在我的特定情况下,如果我根本不考虑性能,使用字典感觉比列表更方便.但是,我知道我可以使用列表来编写相同的内容.

我应该追求可读性并使用字典还是使用字典可能会增加过多的开销,从内存和时间的角度来看都会显着降低我的性能.

我知道这个问题有点过于宽泛了.但我想在完成这个决定后开始构建我的所有逻辑之前问它.

简而言之,我的情况:

我有键 0,1,...,n 的值.目前,键将始终是从 0n 的整数,我可以将其保存在列表中.

但是,我可以想到将来可能会出现的一些情况,我需要为不是整数的键保留一些项目.或不连续的整数.

所以,问题是如果首先使用字典而不是列表不会增加太多的内存/时间成本,我会首先使用字典.但是,我不确定拥有 >400k 的字典与拥有 >400k 的列表在性能方面有很大的不同.

解决方案

直接回答你的问题:字典比列表有更多的开销:

  1. 每个项目的键和值都消耗内存,而列表只消耗值.
  2. 添加或删除项目需要查阅哈希表.

尽管 Python 词典设计得非常好且速度惊人,但如果您有一种可以使用直接索引的算法,您将节省空间和时间.

但是,从你提问的声音和随后的讨论来看,听起来你的需求可能会随着时间的推移而变化,并且你有一些不确定性(但是,我可以想到将来可能出现的一些情况,我会需要为不是整数的键保留一些项目")

如果是这种情况,我建议您创建自己的混合数据结构,以便随着您的需求的发展,您可以在隔离的地方解决存储效率问题,同时允许您的应用程序使用简单、可读的代码来存储和检索对象.

例如,这里有一个名为 maybelist 的 Python3 类,它派生自一个列表,但会检测非数字键的存在,将异常存储在字典中,同时为一些常见的列表操作提供映射:

class maylist(list):def __init__(self, *args):super().__init__(*args)self._extras = dict()def __setitem__(self, index, val):尝试:super().__setitem__(index, val)返回除了类型错误:# 索引不是整数,存储在字典中self._extras[index] = val返回除了索引错误:经过距离 = 索引 - len(self)如果距离>0:# 如果需要,将 'None' 放在空槽中self.extend((None,) * distance)self.append(val)def __getitem__(self, index):尝试:返回 super().__getitem__(index)除了类型错误:返回 self._extras[index]def __str__(self):return str([item for item in self])def __len__(self):返回 super().__len__() + len(self._extras)def __iter__(self):对于 itertools.chain(super().__iter__(), self._extras) 中的项目:产量项目

所以,你可以把它当作一个数组,让它自动展开:

<预><代码>>>>x =也许列表()>>>x[0] = '第一个'>>>x[1] = '秒'>>>x[10] = '第十一个'>>>打印(x)['第一','第二',无,无,无,无,无,无,无,无,'第十一']>>>打印(x[10])第十一

或者您可以添加带有非数字键的项目(如果存在):

<预><代码>>>>x['意外'] = '别的东西'>>>打印(x ['意外'])别的东西

如果您使用迭代器或您选择的其他方法访问对象,则该对象似乎表现正常:

<预><代码>>>>打印(x)['第一','第二',无,无,无,无,无,无,无,无,'第十一','意外']>>>打印(len(x))12

这只是一个示例,您需要定制这样一个类以满足您的应用程序的需要.例如,结果对象的行为并不严格像列表(例如,x[len(x)-1] 不是最后一项).但是,您的应用程序可能不需要如此严格的遵守,如果您仔细且计划得当,您可以创建一个对象,该对象既提供高度优化的存储,又为未来不断发展的数据结构需求留出空间.

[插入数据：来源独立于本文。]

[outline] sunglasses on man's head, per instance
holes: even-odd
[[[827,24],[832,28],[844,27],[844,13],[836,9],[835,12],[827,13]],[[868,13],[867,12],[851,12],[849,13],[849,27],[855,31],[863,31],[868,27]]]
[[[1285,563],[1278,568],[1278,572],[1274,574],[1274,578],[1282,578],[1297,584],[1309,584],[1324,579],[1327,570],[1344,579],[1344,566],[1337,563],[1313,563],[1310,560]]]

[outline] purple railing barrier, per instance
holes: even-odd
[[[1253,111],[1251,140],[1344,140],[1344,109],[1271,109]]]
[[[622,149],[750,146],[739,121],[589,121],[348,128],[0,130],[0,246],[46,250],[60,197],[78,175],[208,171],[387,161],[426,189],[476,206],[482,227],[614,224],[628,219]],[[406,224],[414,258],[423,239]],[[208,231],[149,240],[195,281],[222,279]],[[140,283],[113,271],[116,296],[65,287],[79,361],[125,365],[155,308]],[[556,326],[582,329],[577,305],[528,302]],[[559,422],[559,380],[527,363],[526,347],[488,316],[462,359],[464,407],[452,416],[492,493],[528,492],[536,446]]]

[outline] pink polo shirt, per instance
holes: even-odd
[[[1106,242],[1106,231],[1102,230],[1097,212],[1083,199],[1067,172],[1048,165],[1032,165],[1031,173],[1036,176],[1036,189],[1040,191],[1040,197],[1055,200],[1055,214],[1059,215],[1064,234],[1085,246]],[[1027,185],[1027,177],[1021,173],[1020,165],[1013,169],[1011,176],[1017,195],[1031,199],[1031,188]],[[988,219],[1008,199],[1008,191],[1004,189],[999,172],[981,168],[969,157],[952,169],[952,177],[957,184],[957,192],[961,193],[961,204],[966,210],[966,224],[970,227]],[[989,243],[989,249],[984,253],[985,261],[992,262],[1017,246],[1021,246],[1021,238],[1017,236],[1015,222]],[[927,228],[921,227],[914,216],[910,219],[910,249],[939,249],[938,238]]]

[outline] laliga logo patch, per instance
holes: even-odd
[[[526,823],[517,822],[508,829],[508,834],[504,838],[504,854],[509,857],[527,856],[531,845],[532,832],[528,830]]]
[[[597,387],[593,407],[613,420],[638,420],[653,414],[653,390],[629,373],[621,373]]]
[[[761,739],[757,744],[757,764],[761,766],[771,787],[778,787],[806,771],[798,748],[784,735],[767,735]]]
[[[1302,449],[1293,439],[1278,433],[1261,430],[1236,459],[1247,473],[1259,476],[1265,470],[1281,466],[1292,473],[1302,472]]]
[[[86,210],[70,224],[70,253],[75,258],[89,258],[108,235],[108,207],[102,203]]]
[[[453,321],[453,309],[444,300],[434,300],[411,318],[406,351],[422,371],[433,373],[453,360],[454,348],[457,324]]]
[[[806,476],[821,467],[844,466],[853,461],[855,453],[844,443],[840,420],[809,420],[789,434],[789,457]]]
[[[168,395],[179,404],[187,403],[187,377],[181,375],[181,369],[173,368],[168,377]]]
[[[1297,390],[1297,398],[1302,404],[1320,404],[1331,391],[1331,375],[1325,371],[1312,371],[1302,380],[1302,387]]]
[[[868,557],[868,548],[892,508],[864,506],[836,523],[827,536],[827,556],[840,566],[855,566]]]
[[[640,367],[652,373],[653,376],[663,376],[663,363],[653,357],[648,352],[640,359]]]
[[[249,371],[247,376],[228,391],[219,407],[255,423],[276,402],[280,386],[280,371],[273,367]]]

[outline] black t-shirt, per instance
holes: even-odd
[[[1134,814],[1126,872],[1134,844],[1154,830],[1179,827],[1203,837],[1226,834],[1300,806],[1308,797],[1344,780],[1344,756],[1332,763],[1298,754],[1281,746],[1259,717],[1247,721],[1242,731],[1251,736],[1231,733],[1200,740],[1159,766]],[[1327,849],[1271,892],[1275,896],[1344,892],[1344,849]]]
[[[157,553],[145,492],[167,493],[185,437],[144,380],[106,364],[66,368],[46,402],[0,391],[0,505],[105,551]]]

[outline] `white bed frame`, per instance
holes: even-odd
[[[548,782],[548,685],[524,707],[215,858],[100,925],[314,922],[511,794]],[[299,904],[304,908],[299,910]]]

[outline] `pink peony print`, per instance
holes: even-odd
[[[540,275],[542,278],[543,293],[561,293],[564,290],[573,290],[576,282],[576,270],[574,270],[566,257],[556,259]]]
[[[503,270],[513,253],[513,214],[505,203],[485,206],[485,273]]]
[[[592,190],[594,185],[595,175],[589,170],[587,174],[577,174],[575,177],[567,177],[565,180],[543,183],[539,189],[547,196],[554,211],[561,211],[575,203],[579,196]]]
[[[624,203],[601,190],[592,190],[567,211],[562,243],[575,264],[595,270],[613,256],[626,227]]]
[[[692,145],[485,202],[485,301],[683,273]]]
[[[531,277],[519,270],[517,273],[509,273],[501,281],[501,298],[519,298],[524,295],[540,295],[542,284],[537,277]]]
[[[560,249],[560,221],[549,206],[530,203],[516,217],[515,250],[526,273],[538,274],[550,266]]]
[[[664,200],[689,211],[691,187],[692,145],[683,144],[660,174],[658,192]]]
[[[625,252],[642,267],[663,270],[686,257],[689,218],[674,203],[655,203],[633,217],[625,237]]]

I have a situation in one of my projects that I can either use lists or dictionaries and I am having hard time picking which one to use.

I am analyzing large number of items (>400k). And I will have (>400k) list or dictionaries which I will use very frequently. (Get/Set/Update)

In my particular situation, using a dictionary feels like more convenient than list if I wouldn't think about performance at all. However, I know I can manage writing the same thing using lists.

Should I go for readibility and use dictionaries or going with dictionary may add too much of a overhead that will dramatically decrease my performance from the perspective of both memory and time.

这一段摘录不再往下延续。